Most of the time, torture fails due to the poor ability of the interrogators to craft the questions. In fact, that failure is the problem with most interrogations, torture or not.
The prisoner shouldn't be learning more from the questions than the interrogator is learning from the answers.
i.e.
"Where were you last night at 10PM" informs the prisoner that the interrogator wants to know about last night at 10pm. . . .
"When did you meet with the british embassy guard?" also giving away a lot here.
Of course, it's hard to get the information you want by looking stern and holding up a flash card with a "?" on it, which is the ideal. (Other than the fact that you are curious, you tell the prisoner nothing that way.).
In watching players "interrogate" people, 9 times out of 10 they are offering too much information, and also leading the discussion, offering loads of opportunities for the prisoner to lie.
In a tangible instance of actual fact, torture will probably work almost every time. . .for instance if someone stole a watch, and hid it in their apartment, and the owner grabbed them and tied them up 10' from where the watch is hidden and asked "Where is my watch?" and hit them with a hammer every minute they did't have their watch back, I'd say the odds are about 100% that they'll be leaving the place with the watch within an hour.
Saying "Torture doesn't work" is like "Violence never solves a problem". . .nice to think, but doesn't actually apply in real life.
The problems with torture are:
1) instances where you DON'T have my watch, and I refuse to beleive it.
2) Instances where I want to torture you, and the watch is just an excuse.

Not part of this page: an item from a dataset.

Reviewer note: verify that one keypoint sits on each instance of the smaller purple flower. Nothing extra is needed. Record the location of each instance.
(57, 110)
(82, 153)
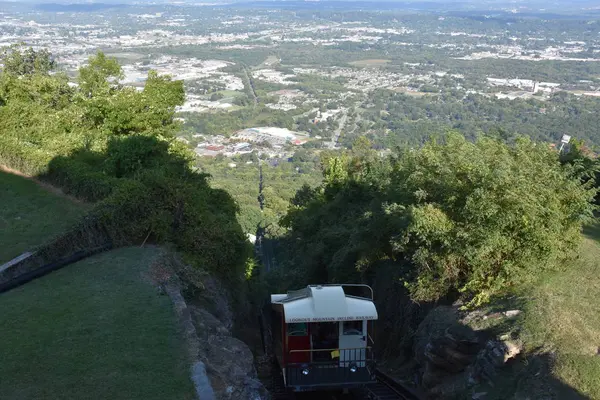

3) Instances where "The watch" is an intangable, like "Are you a rebel?"
4) Nothing can prove a negation. "I don't have your watch!" or "I am not a rebel!"
5) All the above combined with the leading issue from the top. . .if you keep asking about rebels and torturing someone, if they don't know any rebels, they'll start making stuff up.
"Torture" in it's bare outline, of "Do this/tell me this or I'll punish you" are the basis for a lot of life. . .like "If you don't like working here you can quit" or "Do this or you're fired" or "Stop running or I'll shoot". . . .they all work quite well. . .of course, they can all be used abusively, or used to create lies . . .coersion is not the ultimately most efficiant way to get what you want, but it's certainly one of the lazier ways, so you see it in effective use every day.